An abnormal negative net knee moment was found in the whole single limb support phase in the MB-group and FB-group. In the 20–60% interval, only the MB-group has a negative net knee moment. The large muscle flexion moments are an explanation for this negative net knee moments. This would imply that flexion is accomplished while extension is actually performed. During analysis of the videotape made during step-up, it appeared that patients did not use another step-up strategy than the controls. However, even a slight forward lean (e.g. 3 cm) of the patients’ trunk would already explain this change in net joint moment. The same patterns for the net knee moment were found in other studies [3, 7, 11]. Another possibility for the large flexion moments is a neglect of the bi-articular nature of the hamstrings in our model. The force-length relationship of the muscles during measurements with the dynamometer assumes hip flexion. Hip extension during step up could influence the length dependence of the EMG to force model considerably.

Patellofemoral geometry has a significant effect on knee kinematics. Especially the quadriceps moments in the joint are dependent on the orientation of the prosthesis relative to the patella [3, 5]. Andriacchi and Hurwitz [3] evaluated two different groups of patients during stair climbing that only differed in the curvature of the femoral trochlea. The group with a design that had non-anatomical tracking of the patella had a higher than normal flexion moment of the knee during late stance phase. In the current study the patellofemoral kinematics are not explored but the results show resembling high flexion moments when extension is expected for the patients, without significant differences between the MB and the FB group.
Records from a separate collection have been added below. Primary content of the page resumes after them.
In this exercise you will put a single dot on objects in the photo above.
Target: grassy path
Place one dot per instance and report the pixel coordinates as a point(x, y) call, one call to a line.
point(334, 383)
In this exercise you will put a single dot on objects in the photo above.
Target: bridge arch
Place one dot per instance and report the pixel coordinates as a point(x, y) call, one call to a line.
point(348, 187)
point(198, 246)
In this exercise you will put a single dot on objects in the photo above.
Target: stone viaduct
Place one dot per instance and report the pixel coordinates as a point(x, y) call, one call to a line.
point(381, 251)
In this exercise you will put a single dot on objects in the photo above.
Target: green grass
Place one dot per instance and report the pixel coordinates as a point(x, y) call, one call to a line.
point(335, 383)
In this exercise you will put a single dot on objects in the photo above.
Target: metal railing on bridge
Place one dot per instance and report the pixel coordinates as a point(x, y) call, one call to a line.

Patients with rheumatoid arthritis have used medication for years, which has effect on bone strength and the function of soft-tissue surrounding the prosthesis. Although the other joints of the patients were symptom less and showed no functional impairment it cannot be guaranteed that the kinematics were not influenced.
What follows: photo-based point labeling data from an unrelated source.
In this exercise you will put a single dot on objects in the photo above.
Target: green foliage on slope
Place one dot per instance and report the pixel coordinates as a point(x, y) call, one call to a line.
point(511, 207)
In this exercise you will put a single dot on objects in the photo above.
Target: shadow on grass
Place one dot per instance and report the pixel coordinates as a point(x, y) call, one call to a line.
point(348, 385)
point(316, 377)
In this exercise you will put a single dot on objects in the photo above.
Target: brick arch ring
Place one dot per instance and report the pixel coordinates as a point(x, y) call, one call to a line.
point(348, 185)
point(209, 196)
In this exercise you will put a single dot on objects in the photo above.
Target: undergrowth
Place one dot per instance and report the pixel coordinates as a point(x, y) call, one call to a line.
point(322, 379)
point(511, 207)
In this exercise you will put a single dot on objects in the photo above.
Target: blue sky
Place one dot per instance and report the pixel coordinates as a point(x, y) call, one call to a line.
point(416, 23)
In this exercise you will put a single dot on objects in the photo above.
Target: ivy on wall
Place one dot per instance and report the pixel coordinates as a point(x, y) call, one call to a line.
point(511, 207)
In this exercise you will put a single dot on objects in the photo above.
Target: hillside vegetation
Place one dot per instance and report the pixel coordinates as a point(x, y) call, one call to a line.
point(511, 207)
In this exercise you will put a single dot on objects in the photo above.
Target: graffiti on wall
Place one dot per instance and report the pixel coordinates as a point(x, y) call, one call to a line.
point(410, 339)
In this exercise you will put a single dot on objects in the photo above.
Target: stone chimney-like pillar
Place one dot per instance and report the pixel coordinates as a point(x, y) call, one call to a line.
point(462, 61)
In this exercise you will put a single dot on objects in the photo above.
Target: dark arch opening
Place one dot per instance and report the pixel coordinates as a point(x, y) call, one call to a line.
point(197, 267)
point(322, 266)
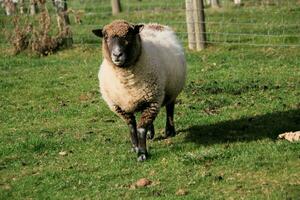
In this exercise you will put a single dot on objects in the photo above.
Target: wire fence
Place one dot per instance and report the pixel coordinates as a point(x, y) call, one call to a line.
point(274, 23)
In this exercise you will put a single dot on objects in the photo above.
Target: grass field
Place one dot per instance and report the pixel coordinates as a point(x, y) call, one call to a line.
point(236, 101)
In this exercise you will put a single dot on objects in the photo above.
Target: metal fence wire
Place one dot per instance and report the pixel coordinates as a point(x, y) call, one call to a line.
point(273, 23)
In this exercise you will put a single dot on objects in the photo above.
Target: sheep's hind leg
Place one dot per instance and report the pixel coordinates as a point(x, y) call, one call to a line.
point(131, 122)
point(147, 118)
point(133, 135)
point(170, 128)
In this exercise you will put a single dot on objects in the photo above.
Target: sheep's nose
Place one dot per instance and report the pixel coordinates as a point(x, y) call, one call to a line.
point(117, 54)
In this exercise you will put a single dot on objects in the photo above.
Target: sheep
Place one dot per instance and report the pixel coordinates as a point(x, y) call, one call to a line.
point(143, 69)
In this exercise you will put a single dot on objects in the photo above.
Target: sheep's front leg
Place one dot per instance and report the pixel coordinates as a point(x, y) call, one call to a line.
point(147, 118)
point(131, 122)
point(150, 132)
Abnormal kinematics and eventual dysfunction of the prosthesis might be a result of the decreased bone and tissue quality [12]. Even in the most clinically successful cases of non-RA patients treated by total knee replacement cannot achieve normal joint function over time. In most cases gait remains slower than normal, muscle strength is decreased, less work is produced, the treated knee has limited ROM both during stance and the swing phase and muscle moments are changed [7, 10, 22]. Although other studies show comparable results with the current study regarding a decreased active ROM during step-up for the RA patients of about 10–15%, without differences in duration of the step-up [4, 11, 13], co-contraction can be added to changes in joint function after total knee arthroplasty based on the findings of this study. Continuing follow-up of the patients after TKA should clarify whether the active stabilization of the knee joint is a lasting adaptation or changes over time.

Staircase data provides an approximation to other activities involving a flexed knee position under high load, such as sitting and rising from a chair or bed and using a toilet. Knee flexion and exerted moments are higher in activities like sitting and rising from a chair. Further research should therefore focus on other activities as well to describe possible functional differences between MB and FB total knee prostheses.
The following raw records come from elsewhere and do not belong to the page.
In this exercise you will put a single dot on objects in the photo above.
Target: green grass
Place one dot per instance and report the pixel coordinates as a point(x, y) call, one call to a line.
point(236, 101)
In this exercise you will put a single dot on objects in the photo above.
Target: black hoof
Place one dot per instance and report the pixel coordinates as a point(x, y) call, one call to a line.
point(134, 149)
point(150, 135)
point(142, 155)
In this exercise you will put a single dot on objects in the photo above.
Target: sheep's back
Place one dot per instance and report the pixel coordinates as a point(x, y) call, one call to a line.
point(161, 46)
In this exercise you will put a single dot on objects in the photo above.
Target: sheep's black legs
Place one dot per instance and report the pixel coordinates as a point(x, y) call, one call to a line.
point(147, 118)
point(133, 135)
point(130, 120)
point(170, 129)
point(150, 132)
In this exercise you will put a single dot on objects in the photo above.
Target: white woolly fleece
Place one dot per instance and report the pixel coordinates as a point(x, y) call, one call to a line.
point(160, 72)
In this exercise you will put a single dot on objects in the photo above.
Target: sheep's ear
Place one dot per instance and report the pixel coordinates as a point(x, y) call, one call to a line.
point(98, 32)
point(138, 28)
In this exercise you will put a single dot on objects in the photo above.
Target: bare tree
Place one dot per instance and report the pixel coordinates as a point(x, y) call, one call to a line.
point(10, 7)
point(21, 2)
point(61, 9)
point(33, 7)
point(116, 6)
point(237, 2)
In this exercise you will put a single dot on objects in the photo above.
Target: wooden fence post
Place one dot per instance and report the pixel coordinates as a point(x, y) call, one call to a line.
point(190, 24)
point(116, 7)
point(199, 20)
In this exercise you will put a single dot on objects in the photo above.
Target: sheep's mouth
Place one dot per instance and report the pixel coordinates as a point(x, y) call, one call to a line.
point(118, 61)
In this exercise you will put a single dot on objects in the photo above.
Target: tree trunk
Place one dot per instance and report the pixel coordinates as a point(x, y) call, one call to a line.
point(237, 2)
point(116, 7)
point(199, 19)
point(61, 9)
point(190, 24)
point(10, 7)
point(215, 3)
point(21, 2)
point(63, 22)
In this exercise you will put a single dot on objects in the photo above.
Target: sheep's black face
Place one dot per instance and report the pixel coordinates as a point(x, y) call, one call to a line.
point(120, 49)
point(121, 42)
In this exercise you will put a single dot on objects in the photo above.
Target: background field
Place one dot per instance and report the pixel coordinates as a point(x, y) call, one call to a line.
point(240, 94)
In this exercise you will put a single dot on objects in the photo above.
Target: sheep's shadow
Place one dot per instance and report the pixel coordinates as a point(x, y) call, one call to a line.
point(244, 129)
RA patients after total knee arthroplasty show lower net knee joint moments and higher co-contraction than controls indicating avoidance of net joint load and an active stabilization of the knee joint. The MB and FB groups show no differences in co-contraction levels, although coordination in patients with a FB is closer to controls than patients with a MB. Timing differences between the MB and FB group, may express compensation by coordination. Rehabilitation programs for RA patients should include besides muscle strength training, elements of muscle-coordination training.